Executing RAG queries
Overview
In this step of the guide to building the Ask Akka application, you’ll be creating a class that wraps the OpenAI API and the MongoDB client API. It’s this class that will provide the abstraction for the rest of the application to use when making RAG queries. You’ll use Akka’s @Setup
to configure the dependency injection for this class.
Prerequisites
-
Java 21, we recommend Eclipse Adoptium
-
Apache Maven version 3.9 or later
-
An Akka account
-
Docker Engine 27 or later
Updating the bootstrap
In the previous section we created a bootstrap class that set up dependency injection for the MongoDB client. This client needs to be injected into the indexing workflow to use MongoDB as the vector store. We can just add a few lines to the createDependencyProvider
method to also create an instance of the class we’ll build next, AskAkkaAgent
if (cls.equals(AskAkkaAgent.class)) {
return (T) new AskAkkaAgent(componentClient, mongoClient);
}
Creating the Akka Agent class
We know we’re going to be writing a utility that interacts with the LLM for us. Here the choice of how to accomplish this is far more subjective and based more on people’s Java preferences than their knowledge of Akka. In this case, we’ve opted to put the logic behind the AskAkkaAgent
class and supporting utilities.
The following is the basic shell of the class before we add RAG-specific code to it.

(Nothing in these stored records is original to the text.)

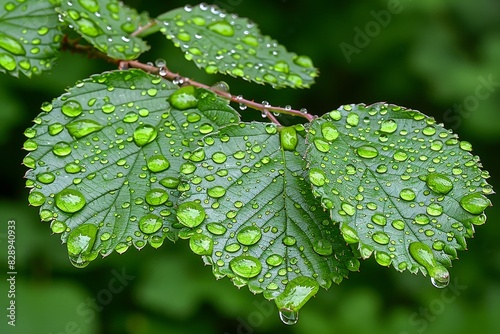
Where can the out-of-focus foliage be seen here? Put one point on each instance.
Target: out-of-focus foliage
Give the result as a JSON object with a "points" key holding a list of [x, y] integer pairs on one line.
{"points": [[432, 55]]}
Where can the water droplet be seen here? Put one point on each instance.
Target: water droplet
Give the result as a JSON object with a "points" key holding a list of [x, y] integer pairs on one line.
{"points": [[288, 138], [79, 243], [88, 27], [288, 317], [424, 256], [249, 235], [7, 61], [190, 214], [407, 194], [381, 238], [216, 228], [297, 292], [474, 203], [329, 132], [367, 151], [11, 45], [156, 196], [71, 108], [317, 177], [158, 163], [81, 128], [388, 126], [144, 134], [245, 266], [323, 247], [90, 5], [36, 198], [222, 28], [61, 149], [184, 98], [201, 244], [303, 61], [274, 260], [439, 183], [46, 178], [150, 223], [70, 200]]}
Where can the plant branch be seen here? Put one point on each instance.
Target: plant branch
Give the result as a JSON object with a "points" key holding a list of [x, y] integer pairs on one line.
{"points": [[267, 109]]}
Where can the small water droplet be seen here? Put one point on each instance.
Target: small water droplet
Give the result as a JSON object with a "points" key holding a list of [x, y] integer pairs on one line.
{"points": [[201, 244], [245, 266], [150, 223], [190, 214], [474, 203], [184, 98], [439, 183], [144, 134], [367, 151], [249, 235], [70, 200]]}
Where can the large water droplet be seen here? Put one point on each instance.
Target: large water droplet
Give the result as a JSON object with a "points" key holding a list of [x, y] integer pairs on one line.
{"points": [[474, 203], [11, 45], [190, 214], [144, 134], [71, 108], [249, 235], [245, 266], [81, 128], [70, 200], [201, 244], [184, 98], [439, 183], [150, 223], [367, 151], [297, 292], [79, 243], [288, 138], [424, 256], [222, 28]]}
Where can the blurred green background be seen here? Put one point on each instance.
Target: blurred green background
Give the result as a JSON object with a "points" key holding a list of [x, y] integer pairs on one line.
{"points": [[431, 56]]}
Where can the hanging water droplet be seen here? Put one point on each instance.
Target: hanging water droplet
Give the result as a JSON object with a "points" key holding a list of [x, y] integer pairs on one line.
{"points": [[70, 200], [201, 244], [474, 203], [144, 134], [184, 98], [424, 256], [288, 138], [297, 292], [190, 214], [245, 266], [439, 183], [82, 128], [79, 243], [249, 235]]}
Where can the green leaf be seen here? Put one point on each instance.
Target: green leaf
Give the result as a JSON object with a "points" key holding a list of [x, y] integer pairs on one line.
{"points": [[250, 213], [225, 43], [107, 25], [105, 160], [29, 37], [400, 185]]}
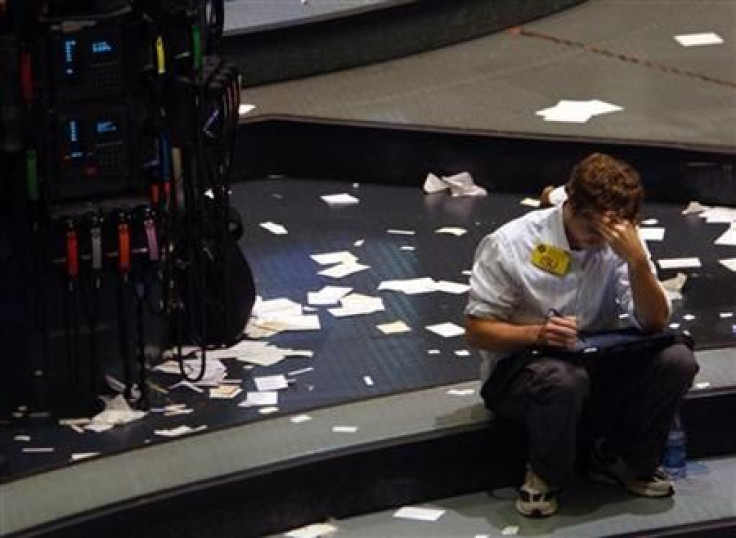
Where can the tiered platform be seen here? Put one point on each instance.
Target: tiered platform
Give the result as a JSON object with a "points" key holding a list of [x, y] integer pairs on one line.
{"points": [[375, 132]]}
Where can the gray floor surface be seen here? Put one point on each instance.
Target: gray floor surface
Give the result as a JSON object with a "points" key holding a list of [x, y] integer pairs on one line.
{"points": [[588, 510], [619, 51]]}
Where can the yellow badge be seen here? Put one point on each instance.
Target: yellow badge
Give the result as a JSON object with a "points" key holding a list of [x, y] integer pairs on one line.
{"points": [[551, 259]]}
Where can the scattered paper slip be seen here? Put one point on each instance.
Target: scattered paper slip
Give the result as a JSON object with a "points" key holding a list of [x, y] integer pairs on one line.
{"points": [[271, 382], [410, 286], [394, 327], [456, 288], [460, 392], [316, 530], [340, 199], [253, 399], [343, 269], [577, 111], [679, 263], [651, 234], [699, 40], [330, 258], [223, 392], [344, 429], [244, 108], [451, 231], [728, 237], [694, 207], [419, 514], [447, 329], [179, 431], [274, 228], [328, 295], [461, 184], [83, 455]]}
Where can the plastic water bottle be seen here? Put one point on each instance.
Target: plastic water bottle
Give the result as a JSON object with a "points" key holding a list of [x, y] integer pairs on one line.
{"points": [[675, 451]]}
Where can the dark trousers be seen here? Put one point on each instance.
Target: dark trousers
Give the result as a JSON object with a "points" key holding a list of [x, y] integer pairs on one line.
{"points": [[629, 400]]}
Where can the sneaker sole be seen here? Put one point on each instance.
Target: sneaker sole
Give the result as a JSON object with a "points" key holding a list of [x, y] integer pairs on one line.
{"points": [[602, 478], [535, 513]]}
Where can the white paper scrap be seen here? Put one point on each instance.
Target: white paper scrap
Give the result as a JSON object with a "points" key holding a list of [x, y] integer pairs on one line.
{"points": [[225, 392], [728, 237], [344, 429], [316, 530], [728, 263], [450, 230], [577, 111], [83, 455], [433, 184], [179, 431], [394, 327], [446, 329], [253, 399], [331, 258], [462, 184], [694, 207], [702, 385], [699, 40], [410, 286], [651, 234], [679, 263], [419, 514], [340, 199], [291, 323], [343, 269], [271, 382], [357, 303], [328, 295], [456, 288], [274, 228], [244, 108], [460, 392]]}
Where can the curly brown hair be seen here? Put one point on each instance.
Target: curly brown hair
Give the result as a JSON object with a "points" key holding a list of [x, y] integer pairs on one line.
{"points": [[601, 183]]}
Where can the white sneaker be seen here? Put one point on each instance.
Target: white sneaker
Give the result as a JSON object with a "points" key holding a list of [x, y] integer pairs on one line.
{"points": [[536, 498]]}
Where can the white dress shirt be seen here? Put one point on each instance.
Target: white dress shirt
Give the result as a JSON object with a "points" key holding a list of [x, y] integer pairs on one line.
{"points": [[505, 285]]}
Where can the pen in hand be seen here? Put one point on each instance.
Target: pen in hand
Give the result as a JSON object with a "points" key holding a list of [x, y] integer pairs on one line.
{"points": [[558, 330]]}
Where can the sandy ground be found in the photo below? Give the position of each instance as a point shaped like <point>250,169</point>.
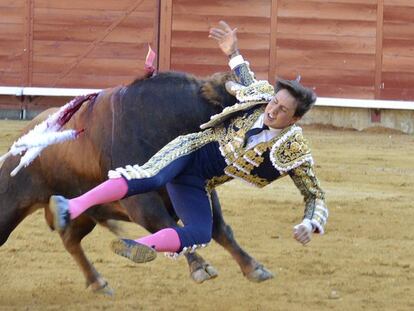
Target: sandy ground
<point>363,262</point>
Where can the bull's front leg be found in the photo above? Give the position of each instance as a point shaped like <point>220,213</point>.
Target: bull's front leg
<point>71,238</point>
<point>223,234</point>
<point>154,212</point>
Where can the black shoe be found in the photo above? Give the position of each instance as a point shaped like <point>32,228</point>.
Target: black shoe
<point>59,206</point>
<point>132,250</point>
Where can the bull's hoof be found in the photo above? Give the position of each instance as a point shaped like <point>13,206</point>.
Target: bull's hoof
<point>259,274</point>
<point>204,273</point>
<point>132,250</point>
<point>102,287</point>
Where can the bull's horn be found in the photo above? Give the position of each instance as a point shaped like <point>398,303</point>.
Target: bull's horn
<point>5,156</point>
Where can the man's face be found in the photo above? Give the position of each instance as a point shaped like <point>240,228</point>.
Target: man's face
<point>280,111</point>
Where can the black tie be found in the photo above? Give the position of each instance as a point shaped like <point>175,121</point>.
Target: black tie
<point>254,131</point>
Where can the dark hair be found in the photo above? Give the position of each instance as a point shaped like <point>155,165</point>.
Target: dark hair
<point>305,97</point>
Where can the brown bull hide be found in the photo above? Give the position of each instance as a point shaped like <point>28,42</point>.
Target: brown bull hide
<point>124,125</point>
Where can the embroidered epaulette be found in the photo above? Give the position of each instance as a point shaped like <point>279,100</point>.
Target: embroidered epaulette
<point>290,151</point>
<point>257,93</point>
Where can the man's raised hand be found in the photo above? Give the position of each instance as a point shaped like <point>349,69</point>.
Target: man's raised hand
<point>226,38</point>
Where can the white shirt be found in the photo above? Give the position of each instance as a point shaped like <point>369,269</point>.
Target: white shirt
<point>263,136</point>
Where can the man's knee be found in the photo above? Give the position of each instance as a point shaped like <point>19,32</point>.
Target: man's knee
<point>196,235</point>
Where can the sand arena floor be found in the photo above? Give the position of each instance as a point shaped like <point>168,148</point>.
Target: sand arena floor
<point>364,262</point>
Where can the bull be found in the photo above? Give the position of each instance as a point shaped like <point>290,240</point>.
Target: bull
<point>123,125</point>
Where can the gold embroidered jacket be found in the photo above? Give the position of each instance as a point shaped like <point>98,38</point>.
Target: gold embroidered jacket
<point>286,154</point>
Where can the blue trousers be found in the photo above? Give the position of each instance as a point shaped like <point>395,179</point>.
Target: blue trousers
<point>185,179</point>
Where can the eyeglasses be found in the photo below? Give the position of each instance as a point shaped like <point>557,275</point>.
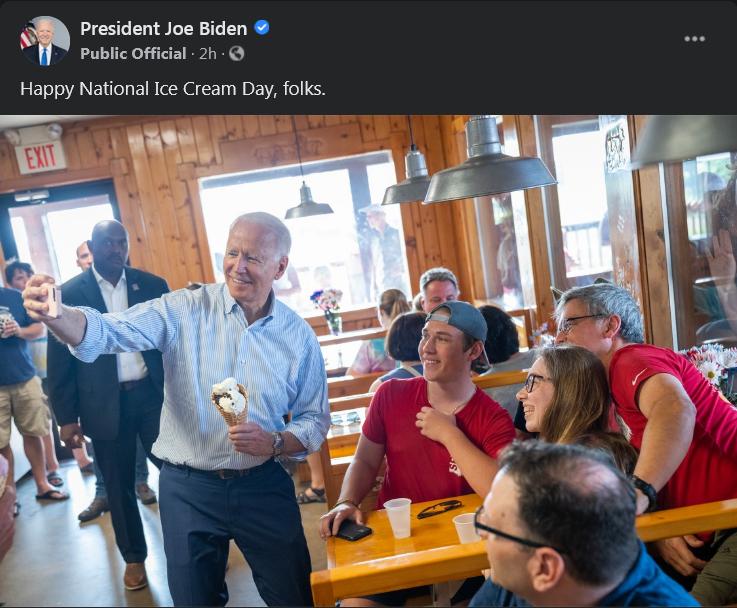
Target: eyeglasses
<point>441,507</point>
<point>567,324</point>
<point>522,541</point>
<point>531,381</point>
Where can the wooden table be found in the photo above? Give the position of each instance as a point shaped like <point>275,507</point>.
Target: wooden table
<point>352,336</point>
<point>384,556</point>
<point>432,554</point>
<point>428,533</point>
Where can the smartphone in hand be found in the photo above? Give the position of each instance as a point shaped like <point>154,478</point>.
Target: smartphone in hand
<point>54,301</point>
<point>350,530</point>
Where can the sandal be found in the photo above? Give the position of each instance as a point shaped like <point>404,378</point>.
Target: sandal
<point>52,495</point>
<point>304,498</point>
<point>55,479</point>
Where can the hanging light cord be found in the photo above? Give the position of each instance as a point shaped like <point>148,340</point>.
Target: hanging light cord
<point>412,145</point>
<point>296,141</point>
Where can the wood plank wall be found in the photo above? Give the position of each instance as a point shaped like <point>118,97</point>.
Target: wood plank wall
<point>154,162</point>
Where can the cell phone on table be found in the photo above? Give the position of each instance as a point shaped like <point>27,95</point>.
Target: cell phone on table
<point>350,530</point>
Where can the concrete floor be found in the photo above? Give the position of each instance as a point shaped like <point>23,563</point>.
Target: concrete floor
<point>56,561</point>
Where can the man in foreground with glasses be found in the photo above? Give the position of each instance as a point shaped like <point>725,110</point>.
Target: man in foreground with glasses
<point>559,527</point>
<point>685,430</point>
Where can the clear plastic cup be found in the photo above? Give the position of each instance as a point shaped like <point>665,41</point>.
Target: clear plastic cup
<point>397,510</point>
<point>465,528</point>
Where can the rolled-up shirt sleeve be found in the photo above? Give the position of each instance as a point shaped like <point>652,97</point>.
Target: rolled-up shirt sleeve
<point>145,326</point>
<point>310,409</point>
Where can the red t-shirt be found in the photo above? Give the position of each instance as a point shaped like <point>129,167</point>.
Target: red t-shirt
<point>417,467</point>
<point>709,470</point>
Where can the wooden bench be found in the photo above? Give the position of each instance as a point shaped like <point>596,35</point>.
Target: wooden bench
<point>455,562</point>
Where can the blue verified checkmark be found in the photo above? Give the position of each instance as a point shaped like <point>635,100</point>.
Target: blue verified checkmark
<point>261,27</point>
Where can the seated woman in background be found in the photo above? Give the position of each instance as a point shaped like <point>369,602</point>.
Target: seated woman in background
<point>402,344</point>
<point>566,399</point>
<point>372,356</point>
<point>502,348</point>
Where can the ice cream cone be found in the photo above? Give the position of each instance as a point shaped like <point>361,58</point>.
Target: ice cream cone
<point>230,418</point>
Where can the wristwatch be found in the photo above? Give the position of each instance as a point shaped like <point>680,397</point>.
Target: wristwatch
<point>278,444</point>
<point>648,490</point>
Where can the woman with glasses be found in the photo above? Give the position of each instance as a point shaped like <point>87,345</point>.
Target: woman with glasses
<point>566,399</point>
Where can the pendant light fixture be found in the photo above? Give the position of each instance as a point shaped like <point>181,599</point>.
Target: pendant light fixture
<point>307,206</point>
<point>486,171</point>
<point>414,188</point>
<point>674,138</point>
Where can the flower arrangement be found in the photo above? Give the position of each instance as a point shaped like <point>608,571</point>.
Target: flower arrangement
<point>328,300</point>
<point>718,365</point>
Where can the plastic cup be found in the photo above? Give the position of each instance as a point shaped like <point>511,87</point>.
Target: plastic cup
<point>397,510</point>
<point>465,528</point>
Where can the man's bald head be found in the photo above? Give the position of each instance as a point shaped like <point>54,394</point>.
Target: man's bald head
<point>574,498</point>
<point>109,247</point>
<point>84,255</point>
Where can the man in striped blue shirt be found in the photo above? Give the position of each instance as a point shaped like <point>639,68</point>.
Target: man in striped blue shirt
<point>217,483</point>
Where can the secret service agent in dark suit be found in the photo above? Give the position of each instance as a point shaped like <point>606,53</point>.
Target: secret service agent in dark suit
<point>110,409</point>
<point>32,53</point>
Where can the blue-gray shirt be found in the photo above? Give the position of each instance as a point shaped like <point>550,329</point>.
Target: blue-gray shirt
<point>204,338</point>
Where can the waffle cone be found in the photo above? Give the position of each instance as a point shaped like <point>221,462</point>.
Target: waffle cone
<point>230,418</point>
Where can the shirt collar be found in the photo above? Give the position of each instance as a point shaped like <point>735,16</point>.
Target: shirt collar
<point>230,305</point>
<point>100,279</point>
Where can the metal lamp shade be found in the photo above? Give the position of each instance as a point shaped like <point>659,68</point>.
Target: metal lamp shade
<point>307,206</point>
<point>486,171</point>
<point>674,138</point>
<point>414,188</point>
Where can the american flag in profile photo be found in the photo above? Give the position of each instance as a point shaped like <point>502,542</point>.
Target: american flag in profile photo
<point>28,35</point>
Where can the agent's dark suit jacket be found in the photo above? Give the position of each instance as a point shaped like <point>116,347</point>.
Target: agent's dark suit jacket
<point>89,392</point>
<point>57,54</point>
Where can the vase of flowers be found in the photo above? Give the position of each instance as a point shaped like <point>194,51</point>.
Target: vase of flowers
<point>718,365</point>
<point>328,300</point>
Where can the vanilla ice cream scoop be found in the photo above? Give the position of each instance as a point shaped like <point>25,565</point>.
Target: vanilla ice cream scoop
<point>231,400</point>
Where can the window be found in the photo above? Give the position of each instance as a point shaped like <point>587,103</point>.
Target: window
<point>358,253</point>
<point>700,198</point>
<point>47,234</point>
<point>576,209</point>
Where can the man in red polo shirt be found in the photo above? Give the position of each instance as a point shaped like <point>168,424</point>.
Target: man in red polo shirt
<point>439,432</point>
<point>685,430</point>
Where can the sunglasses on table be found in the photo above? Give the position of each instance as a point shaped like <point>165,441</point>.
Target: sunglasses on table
<point>437,509</point>
<point>517,539</point>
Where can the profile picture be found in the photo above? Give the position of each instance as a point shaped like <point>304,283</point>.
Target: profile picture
<point>44,40</point>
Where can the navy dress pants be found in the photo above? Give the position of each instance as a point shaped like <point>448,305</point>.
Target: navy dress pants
<point>140,411</point>
<point>200,513</point>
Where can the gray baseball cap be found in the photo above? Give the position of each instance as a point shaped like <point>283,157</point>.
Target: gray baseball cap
<point>463,316</point>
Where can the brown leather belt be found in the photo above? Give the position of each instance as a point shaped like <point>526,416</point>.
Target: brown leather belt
<point>222,473</point>
<point>131,384</point>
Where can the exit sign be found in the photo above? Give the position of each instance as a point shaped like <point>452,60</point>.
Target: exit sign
<point>44,156</point>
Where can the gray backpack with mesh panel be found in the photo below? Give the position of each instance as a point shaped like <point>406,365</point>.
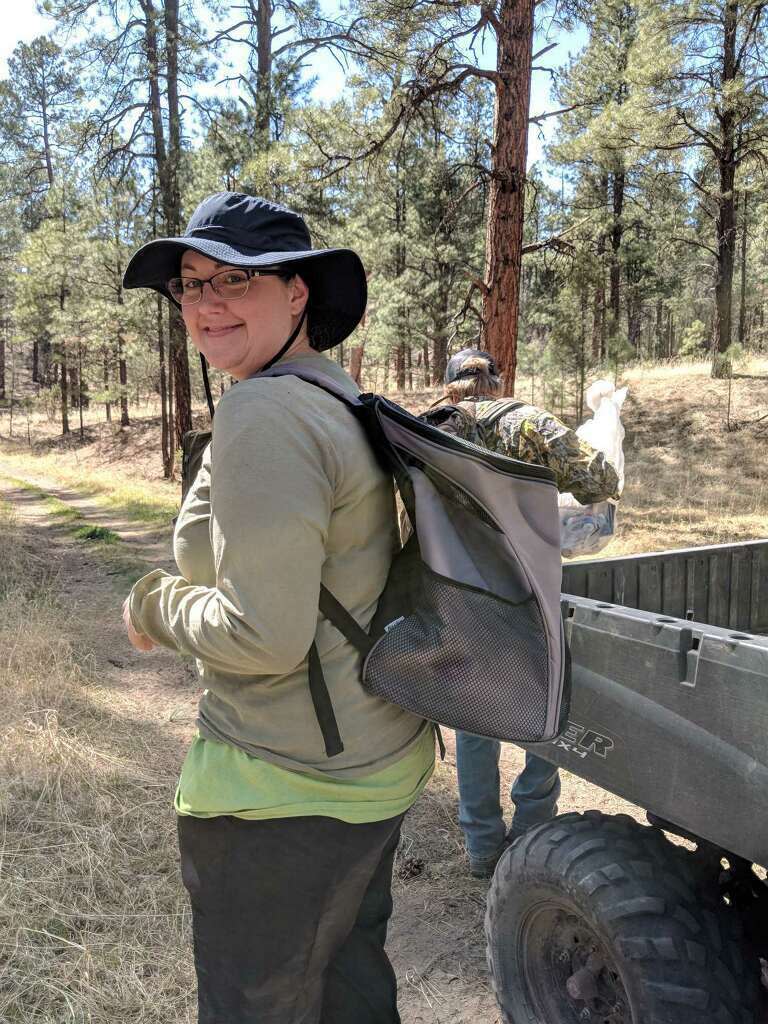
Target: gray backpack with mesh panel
<point>468,631</point>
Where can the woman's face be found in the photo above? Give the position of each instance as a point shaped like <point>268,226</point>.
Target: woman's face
<point>239,336</point>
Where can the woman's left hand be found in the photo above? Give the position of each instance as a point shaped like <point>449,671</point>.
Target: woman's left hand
<point>138,640</point>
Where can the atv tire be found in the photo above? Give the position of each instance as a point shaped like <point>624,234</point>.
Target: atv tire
<point>597,920</point>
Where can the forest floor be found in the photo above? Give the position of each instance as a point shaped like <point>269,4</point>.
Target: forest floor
<point>96,926</point>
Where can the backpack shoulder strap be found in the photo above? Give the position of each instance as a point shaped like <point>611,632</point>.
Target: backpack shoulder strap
<point>499,409</point>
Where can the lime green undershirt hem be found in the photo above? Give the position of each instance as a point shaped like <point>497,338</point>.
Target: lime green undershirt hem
<point>217,779</point>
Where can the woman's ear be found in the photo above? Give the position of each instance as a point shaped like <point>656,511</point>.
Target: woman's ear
<point>299,294</point>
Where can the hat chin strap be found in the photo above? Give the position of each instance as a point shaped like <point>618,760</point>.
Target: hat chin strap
<point>278,355</point>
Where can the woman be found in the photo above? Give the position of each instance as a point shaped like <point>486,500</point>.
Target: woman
<point>287,852</point>
<point>473,386</point>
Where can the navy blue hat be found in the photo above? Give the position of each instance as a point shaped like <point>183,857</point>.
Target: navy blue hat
<point>246,230</point>
<point>455,370</point>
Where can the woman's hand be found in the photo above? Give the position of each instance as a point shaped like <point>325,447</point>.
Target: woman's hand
<point>138,640</point>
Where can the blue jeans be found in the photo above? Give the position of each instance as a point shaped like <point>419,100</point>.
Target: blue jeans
<point>535,794</point>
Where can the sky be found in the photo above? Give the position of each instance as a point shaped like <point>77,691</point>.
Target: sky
<point>23,23</point>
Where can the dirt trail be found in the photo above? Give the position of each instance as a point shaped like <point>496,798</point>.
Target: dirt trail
<point>436,942</point>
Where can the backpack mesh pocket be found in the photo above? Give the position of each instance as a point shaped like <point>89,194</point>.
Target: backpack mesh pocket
<point>468,659</point>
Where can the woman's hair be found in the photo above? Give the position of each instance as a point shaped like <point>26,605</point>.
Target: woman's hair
<point>475,380</point>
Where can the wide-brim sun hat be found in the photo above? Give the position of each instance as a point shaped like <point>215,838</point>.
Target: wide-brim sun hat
<point>245,230</point>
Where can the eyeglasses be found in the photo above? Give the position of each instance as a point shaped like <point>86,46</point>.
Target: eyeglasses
<point>226,284</point>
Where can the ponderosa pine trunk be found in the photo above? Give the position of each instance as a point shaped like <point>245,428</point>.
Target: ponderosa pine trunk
<point>501,305</point>
<point>726,219</point>
<point>167,161</point>
<point>742,302</point>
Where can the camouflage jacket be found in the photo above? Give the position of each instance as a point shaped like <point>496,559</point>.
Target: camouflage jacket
<point>537,436</point>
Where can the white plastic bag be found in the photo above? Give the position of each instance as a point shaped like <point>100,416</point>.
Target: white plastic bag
<point>585,529</point>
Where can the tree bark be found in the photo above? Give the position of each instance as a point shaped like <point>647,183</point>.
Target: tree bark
<point>263,69</point>
<point>123,376</point>
<point>64,385</point>
<point>165,433</point>
<point>742,303</point>
<point>108,403</point>
<point>355,361</point>
<point>616,233</point>
<point>167,161</point>
<point>726,219</point>
<point>501,304</point>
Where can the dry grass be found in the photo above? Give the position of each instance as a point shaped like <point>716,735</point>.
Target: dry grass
<point>93,921</point>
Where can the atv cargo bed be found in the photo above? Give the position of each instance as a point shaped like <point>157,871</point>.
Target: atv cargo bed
<point>670,699</point>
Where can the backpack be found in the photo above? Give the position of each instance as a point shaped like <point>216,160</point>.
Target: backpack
<point>468,631</point>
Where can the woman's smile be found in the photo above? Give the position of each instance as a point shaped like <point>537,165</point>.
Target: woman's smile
<point>220,330</point>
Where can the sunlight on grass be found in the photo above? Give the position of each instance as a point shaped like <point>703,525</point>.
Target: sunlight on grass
<point>94,918</point>
<point>138,501</point>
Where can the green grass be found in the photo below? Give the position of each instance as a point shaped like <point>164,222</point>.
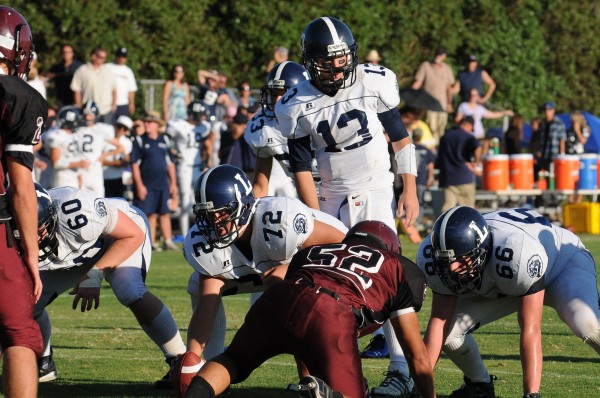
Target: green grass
<point>104,353</point>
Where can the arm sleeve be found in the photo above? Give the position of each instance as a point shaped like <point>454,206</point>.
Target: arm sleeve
<point>300,154</point>
<point>392,123</point>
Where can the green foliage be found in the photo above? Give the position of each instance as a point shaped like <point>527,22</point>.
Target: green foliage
<point>536,50</point>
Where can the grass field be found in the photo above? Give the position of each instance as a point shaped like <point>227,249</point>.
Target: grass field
<point>104,353</point>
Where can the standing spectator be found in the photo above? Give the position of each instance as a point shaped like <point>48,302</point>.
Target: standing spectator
<point>343,113</point>
<point>514,136</point>
<point>22,120</point>
<point>115,165</point>
<point>62,74</point>
<point>125,83</point>
<point>95,81</point>
<point>176,95</point>
<point>373,57</point>
<point>551,137</point>
<point>153,169</point>
<point>474,77</point>
<point>458,155</point>
<point>436,78</point>
<point>577,134</point>
<point>280,54</point>
<point>63,151</point>
<point>479,112</point>
<point>33,77</point>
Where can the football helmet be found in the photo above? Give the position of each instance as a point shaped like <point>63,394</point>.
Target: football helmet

public class AskAkkaAgent {
private final static Logger logger = LoggerFactory.getLogger(AskAkkaAgent.class);
private final ComponentClient componentClient;
private final MongoClient mongoClient;
private final String sysMessage = """
You are a very enthusiastic Akka representative who loves to help people!
Given the following sections from the Akka SDK documentation, answer the question using only that information, outputted in markdown format.
If you are unsure and the text is not explicitly written in the documentation, say:
Sorry, I don't know how to help with that.
"""; (1)
// this langchain4j Assistant emits the response as a stream
// check AkkaStreamUtils.toAkkaSource to see how this stream is converted to an
// Akka Source
interface Assistant {
TokenStream chat(String message);
}
public AskAkkaAgent(ComponentClient componentClient, MongoClient mongoClient) { (2)
this.componentClient = componentClient;
this.mongoClient = mongoClient;
}
private CompletionStage<Done> addExchange(String compositeEntityId,
SessionEntity.Exchange conversation) { (3)
return componentClient
.forEventSourcedEntity(compositeEntityId)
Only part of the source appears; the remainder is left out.